The Punishment of the Stingy and Other Indian Stories
The Punishment of the Stingy, first published in 1901, has become a classic of American Indian literature. George Bird Grinnell’s retelling of Indian tales like “The Star Boy,” “The Girl Who Was the Ring,” “The First Medicine Lodge,” and “Nothing Child” retains the humor and mystery of their sources.
Featuring the twin themes of generosity and stinginess, this is the only one of Grinnell's collections to embrace narratives from a number of tribes—Blackfoot, Pawnee, Blood, Piegan, and Chinook. Plucky young heroes emerge from obscurity through their generosity; the closefisted draw down supernatural punishments befitting their cold and hardened spirits.

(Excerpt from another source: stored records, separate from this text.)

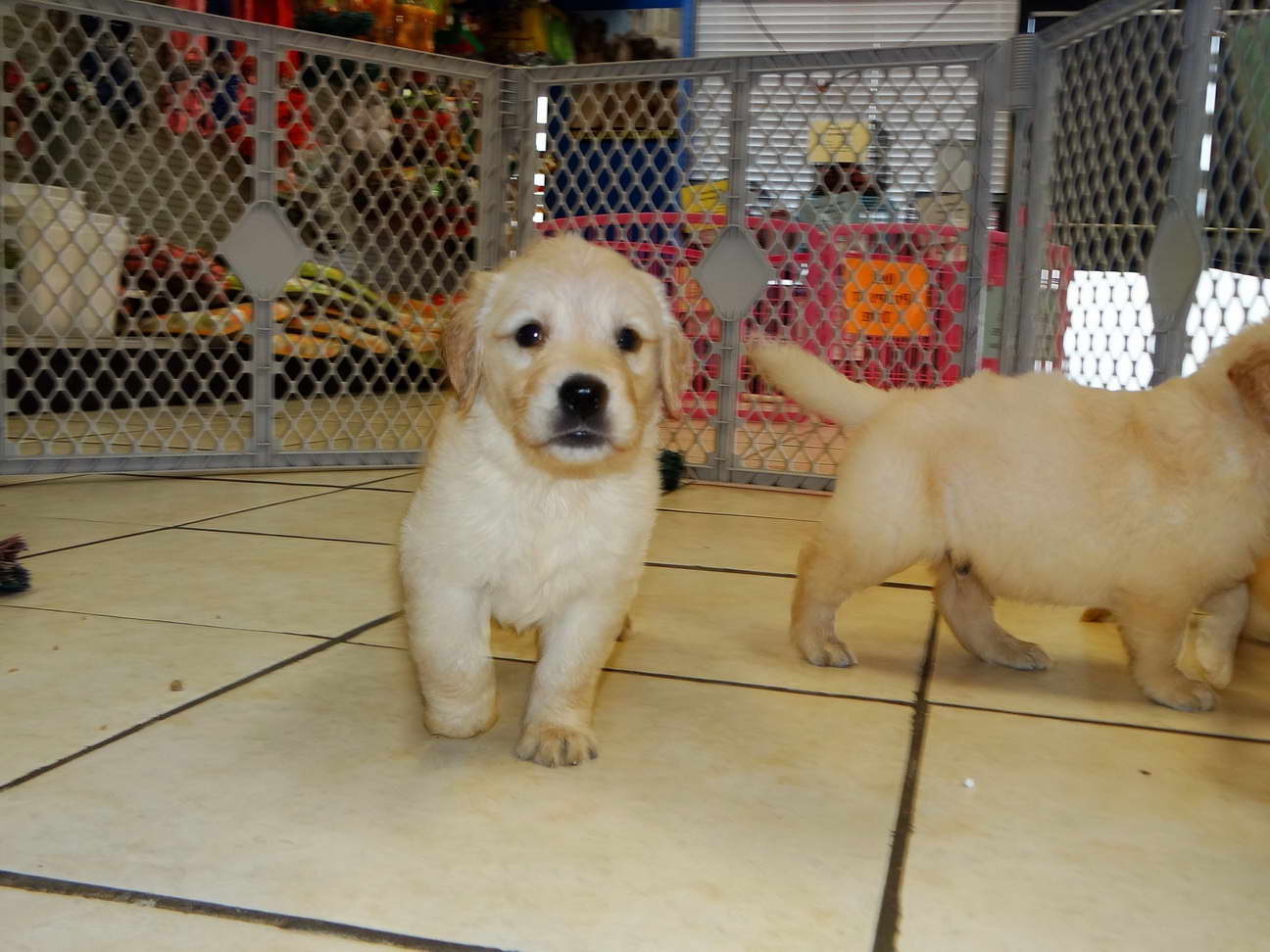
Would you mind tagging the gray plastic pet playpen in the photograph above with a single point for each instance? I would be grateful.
(231, 247)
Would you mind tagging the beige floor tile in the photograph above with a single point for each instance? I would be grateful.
(310, 587)
(136, 499)
(37, 922)
(733, 629)
(715, 816)
(352, 514)
(89, 677)
(1090, 678)
(1085, 836)
(47, 532)
(737, 500)
(739, 543)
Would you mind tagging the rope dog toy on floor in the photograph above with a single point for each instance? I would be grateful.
(13, 575)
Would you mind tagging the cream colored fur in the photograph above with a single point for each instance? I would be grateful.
(510, 526)
(1213, 635)
(1039, 490)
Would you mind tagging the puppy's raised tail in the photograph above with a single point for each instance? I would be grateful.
(814, 385)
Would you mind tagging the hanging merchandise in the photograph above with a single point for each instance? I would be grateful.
(533, 32)
(416, 23)
(462, 39)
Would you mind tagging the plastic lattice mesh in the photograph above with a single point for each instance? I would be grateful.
(863, 181)
(166, 184)
(123, 167)
(631, 164)
(1235, 290)
(1111, 149)
(380, 178)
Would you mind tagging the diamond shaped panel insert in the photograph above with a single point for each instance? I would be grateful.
(733, 273)
(1176, 261)
(265, 250)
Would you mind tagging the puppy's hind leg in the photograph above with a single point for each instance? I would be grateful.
(1152, 636)
(1218, 634)
(966, 607)
(449, 630)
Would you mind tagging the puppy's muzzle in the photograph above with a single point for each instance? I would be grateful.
(582, 418)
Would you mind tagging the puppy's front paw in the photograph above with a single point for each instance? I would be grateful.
(1181, 694)
(459, 723)
(554, 745)
(1017, 654)
(1215, 661)
(826, 651)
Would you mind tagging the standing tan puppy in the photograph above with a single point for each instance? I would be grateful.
(540, 487)
(1212, 639)
(1039, 490)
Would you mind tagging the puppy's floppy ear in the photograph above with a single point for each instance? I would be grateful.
(674, 371)
(460, 339)
(1251, 381)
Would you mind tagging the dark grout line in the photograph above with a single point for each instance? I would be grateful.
(97, 543)
(889, 913)
(225, 689)
(737, 515)
(763, 574)
(719, 682)
(720, 569)
(231, 479)
(29, 882)
(282, 535)
(1098, 723)
(164, 621)
(331, 490)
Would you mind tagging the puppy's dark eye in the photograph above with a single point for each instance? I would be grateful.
(627, 339)
(530, 334)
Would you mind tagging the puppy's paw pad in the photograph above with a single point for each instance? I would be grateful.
(553, 745)
(1184, 695)
(1021, 655)
(1218, 665)
(828, 652)
(459, 725)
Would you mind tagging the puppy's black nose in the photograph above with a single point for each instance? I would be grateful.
(584, 397)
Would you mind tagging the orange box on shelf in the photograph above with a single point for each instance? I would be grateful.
(885, 299)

Jarold Ramsey writes, "The history of the Plains Indians as we have it would be unthinkable without the keen eye and honest, diligent pen of George Bird Grinnell. With him, it is still possible after eighty or one hundred years to leap through that historical lightning door that shut so suddenly on the Old West. Among the heroic Pawnees, Cheyennes, Blackfeet, and their neighbors of long ago, stories like these will continue to be our horses, and Grinnell our faithful overland guide."
Jarold Ramsey is a professor of English at the University of Rochester. He is the author of many articles on Indian literature and editor of Coyote Was Going There: Indian Literature of the Oregon Country.